Target (TGT) posted lackluster fourth quarter and full-year results on Tuesday, capping off what the company called a “challenging year” as new CEO Michael Fiddelke looks to turn around results for the struggling retailer.
Target said Tuesday its same-store sales fell 2.5% during the holiday quarter and 2.6% for the full year. Both declines were in line with Wall Street expectations, according to Bloomberg forecasts.
In the fourth quarter, its in-store sales fell 3.9% while digital sales rose 1.9%. Revenue in the quarter fell 1.5% from last year to $30.5 billion, above the $29.9 billion that was expected. Adjusted earnings of $2.30 also beat the $2.14 the Street expected.
Fiddelke took the reins as CEO from Brian Cornell on Feb. 1.

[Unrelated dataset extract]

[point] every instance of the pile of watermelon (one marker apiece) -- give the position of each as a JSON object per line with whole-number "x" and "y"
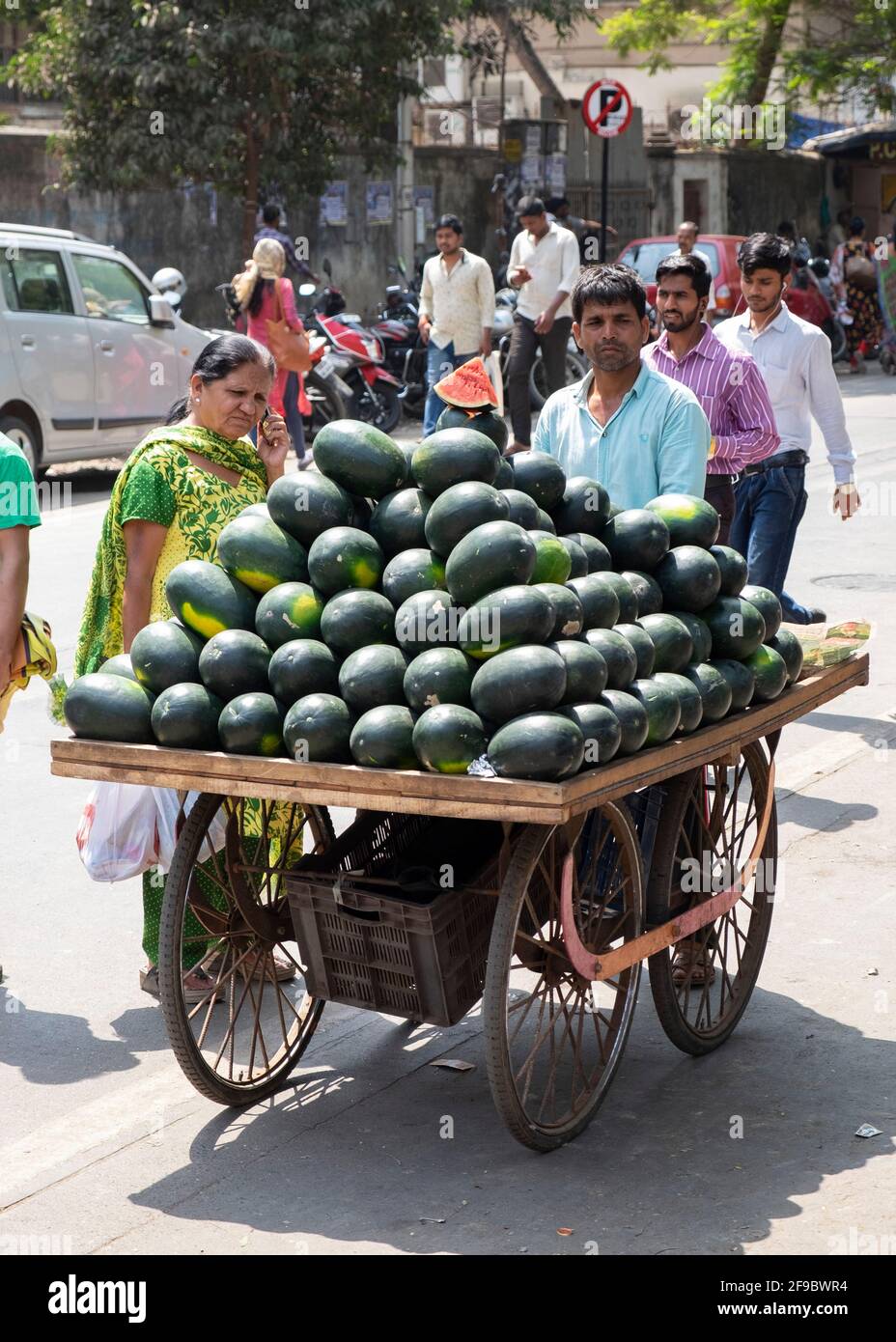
{"x": 438, "y": 606}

“I’m incredibly proud of how our team navigated through a challenging year in 2025, as they focused on serving our guests while positioning our business for profitable growth in 2026 and beyond,” Fiddelke said in a statement. He added the company saw a “healthy, positive sales increase” last month.
In 2026, it expects adjusted earnings in the range of $7.50-$8.50; last year, the company’s adjusted earnings fell 8.2% to $8.13. The company also expected revenue to grow 2% over last year, when revenue totaled $104.8 billion.
“This expectation reflects a small increase in comparable sales, with new store and non-merchandise sales contributing more than one percentage point of growth,” the company said.
Last year, Target added 17 stores, bringing its total to 1,995.
In February, Target said it planned to cut 500 jobs — including 100 at the store district level and 400 across its supply chain — to reinvest in its store employees, per a memo obtained by Yahoo Finance. Last fall, the company cut 1,800 jobs, or about 8% of its corporate workforce, as it looked to streamline its structure.